- New Legislation Changes Retirement Savings Rules
- August 11, 2003 | Author: Thomas C. Foster
- Law Firm: McCandlish Holton, PC - Richmond Office
On June 7, 2001, President Bush signed the Economic Growth and Tax Relief Reconciliation Act of 2001 ("EGTRRA") into law. EGTRRA makes significant and complex changes to many of the tax and labor law rules governing retirement savings. In general, these changes go into effect on December 31, 2001, and will sunset after 2010; absent additional legislation, pre-EGTRRA laws will apply for 2011 and beyond.
Although it is likely that EGTRRA's provisions will be significantly changed before they become effective, you should be informed about these new rules governing retirement savings plans. Some of the most significant changes to the rules affect employer-sponsored IRA contributions, employer sponsored retirement plans, and Roth contribution programs.
Employer Sponsored IRAs
EGTRRA substantially increases the maximum dollar amount of annual contributions that an otherwise eligible individual may make to his or her traditional and Roth individual retirement accounts. In addition, beginning in 2003, employers may allow employees to make traditional or Roth IRA contributions to "separate accounts" under their existing retirement plans or to newly established plans. Employees will be subject to the same contribution and deduction limits as for traditional IRAs or Roth IRAs. In a change from prior law, employers may commingle IRA contributions in the same trust as other plan contributions. A separate IRA plan, or the portion of a plan consisting of IRA separate accounts, will be exempt from many ERISA employee benefit plan requirements.
Employer Plan Contribution and Benefit Limits
EGTRRA increases many of the dollar limits applicable to contributions and benefits under various types of employer sponsored retirement plans, as well as the compensation that may be used for computing those benefits or contributions.
EGTRRA also increases the 15% of compensation employer deduction limit for contributions to profit-sharing and stock bonus plans to 25% and excludes elective deferrals (401(k), 403(b), etc.) from that limit. Elective deferrals will now be included in the compensation base for the contribution limit in the same manner as they are for "annual additions" to each participant.

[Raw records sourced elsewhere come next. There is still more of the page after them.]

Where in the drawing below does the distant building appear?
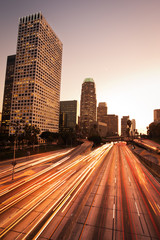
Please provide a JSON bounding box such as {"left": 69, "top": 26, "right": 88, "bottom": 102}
{"left": 154, "top": 109, "right": 160, "bottom": 122}
{"left": 104, "top": 114, "right": 118, "bottom": 136}
{"left": 97, "top": 102, "right": 118, "bottom": 136}
{"left": 131, "top": 119, "right": 136, "bottom": 136}
{"left": 97, "top": 121, "right": 107, "bottom": 138}
{"left": 80, "top": 78, "right": 97, "bottom": 135}
{"left": 1, "top": 55, "right": 16, "bottom": 134}
{"left": 59, "top": 113, "right": 67, "bottom": 131}
{"left": 0, "top": 112, "right": 2, "bottom": 126}
{"left": 97, "top": 102, "right": 108, "bottom": 122}
{"left": 10, "top": 12, "right": 62, "bottom": 134}
{"left": 59, "top": 100, "right": 79, "bottom": 131}
{"left": 121, "top": 116, "right": 129, "bottom": 136}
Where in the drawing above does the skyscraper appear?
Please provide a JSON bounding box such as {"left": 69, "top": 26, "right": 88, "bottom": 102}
{"left": 97, "top": 102, "right": 108, "bottom": 123}
{"left": 2, "top": 55, "right": 16, "bottom": 134}
{"left": 121, "top": 116, "right": 129, "bottom": 136}
{"left": 10, "top": 12, "right": 63, "bottom": 134}
{"left": 154, "top": 109, "right": 160, "bottom": 122}
{"left": 59, "top": 100, "right": 79, "bottom": 131}
{"left": 131, "top": 119, "right": 136, "bottom": 136}
{"left": 80, "top": 78, "right": 97, "bottom": 135}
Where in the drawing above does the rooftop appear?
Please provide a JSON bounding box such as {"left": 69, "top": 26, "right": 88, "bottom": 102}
{"left": 83, "top": 78, "right": 94, "bottom": 83}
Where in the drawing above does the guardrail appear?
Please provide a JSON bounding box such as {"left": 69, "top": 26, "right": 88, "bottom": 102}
{"left": 131, "top": 149, "right": 160, "bottom": 180}
{"left": 133, "top": 140, "right": 160, "bottom": 154}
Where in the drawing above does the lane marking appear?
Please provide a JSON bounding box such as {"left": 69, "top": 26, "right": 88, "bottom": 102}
{"left": 135, "top": 201, "right": 140, "bottom": 216}
{"left": 113, "top": 203, "right": 115, "bottom": 219}
{"left": 128, "top": 177, "right": 131, "bottom": 183}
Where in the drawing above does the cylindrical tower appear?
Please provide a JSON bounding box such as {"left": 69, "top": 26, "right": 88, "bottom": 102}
{"left": 80, "top": 78, "right": 97, "bottom": 135}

Prior law required qualified plans that are "top-heavy," i.e., 60% or more of the plan's accrued benefits are those of "key employees," to provide certain minimum benefits for non-key employees and accelerated vesting for all participants. EGTRRA continues those top-heavy plan requirements, but substantially simplifies and liberalizes their application. First, the definition of who is a "key employee" would be both narrowed and simplified. Many individuals with lower levels of compensation or ownership will no longer be key employees and an employee will be a key employee only if he or she meets one of the criteria for the current year, not also any one of the prior four years considered under prior law. EGTRRA also reduces the inclusion period for accrued benefits, allows matching contributions to satisfy the minimum contribution level for non-key employees, and exempts safe harbor 401(k) plans and frozen defined benefit plans.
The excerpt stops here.